Bütün ücret sistemini yukarıya doğru değiştiriyoruz asgari ücretle. Asgari ücretin diğer ücretleri düzenleyici etkisi var. Temmuz’da bunu değerlendireceğiz. Şu anda rakam vermeyi düşünmüyorum. Sayın Cumhurbaşkanımızın bu konuları bir seçim vaadi haline getirmediğini biliyoruz. Asgari ücret yılda 1 kez düzenliyor. Ama enflasyondan ötürü 6 ayda bir düzenledik. 8 bin 500 liranın reel etkisini Temmuz’da değerlendirmek gerektiğini düşünüyorum.”

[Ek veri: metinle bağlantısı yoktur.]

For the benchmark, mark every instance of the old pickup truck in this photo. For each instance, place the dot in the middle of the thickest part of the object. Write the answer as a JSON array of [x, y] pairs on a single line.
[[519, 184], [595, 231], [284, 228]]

Bakan Bilgin’den emeklilere yeni müjde
“Sayın Cumhurbaşkanımız bir konuşmasında bahsetti. Emeklilerle ilgili çalışmaları benden istedi. 6 ayda bir çalışanlarımızın, özellikle kamu çalışanları, emekliler de onların içinde, maaşlarıyla ilgili düzenleme yapıyoruz.
Temmuz’da hepsini kapsayan oranları düzenleme yapacağız. Aşağıdakileri yukarıya, yukarıdakileri biraz daha yukarıya taşıyacağız. Temmuz’da yasal olarak yapıyoruz. Refah payını bu defa farklılaştırarak 7 bin 500 liranın üzerinde olanların da maaşlarını farklılaştıracak şekilde düzenliyoruz. Yaklaşık 7 bin 500 lira alanların sayısı 9 milyon. Toplamda 15 milyon emeklimiz var. 7 bin 500 TL üzerinden maaş alan emeklilere refah payı verilecek.
Rahmetli Ecevit’in söylediği bir husus vardı: Asgari ücretin vergi dışı bırakılması. İlk toplu sözleşmeyi uyguladı ama, parti programına aldığı asgari ücretin vergi dışı uygulamasını gerçekleştiremedi. Onu uygulama fırsatını sayın Cumhurbaşkanımızın kararlılığı ile yaptık. Rahmetli Ecevit’in yapamadığını yaptık. Asgari ücretten vergi almak sosyal devlette olmaz.”
“Kamuda toplu sözleşmelerin özel sektöre de etkisi var”
“Şu anda kamuda 700 bini aşkın işçilerle ilgili toplu sözleşmemiz devam ediyor. Bir oransal artış yapacağız. Asgari ücretle olan işçilerin 12 bin veya 12 bin 500’e çekilmesi. Onların talep ettiği bir rakam var onların üzerinde. Toplu sözleşmeleri Kamu İşveren Sendikaları yapıyor. Ben orada devletin temsilcisiyim. Bugün veya yarın bir araya gelecekler. Biz nihai kararı sendikalarımızla oturup çıkartacağız. Kamuda çalışanlarımızın alacağı ücret seviyeleri fevkalade önemli. Kamu sektörü emekçileri özel sektöre de öncülük ediyorlar.”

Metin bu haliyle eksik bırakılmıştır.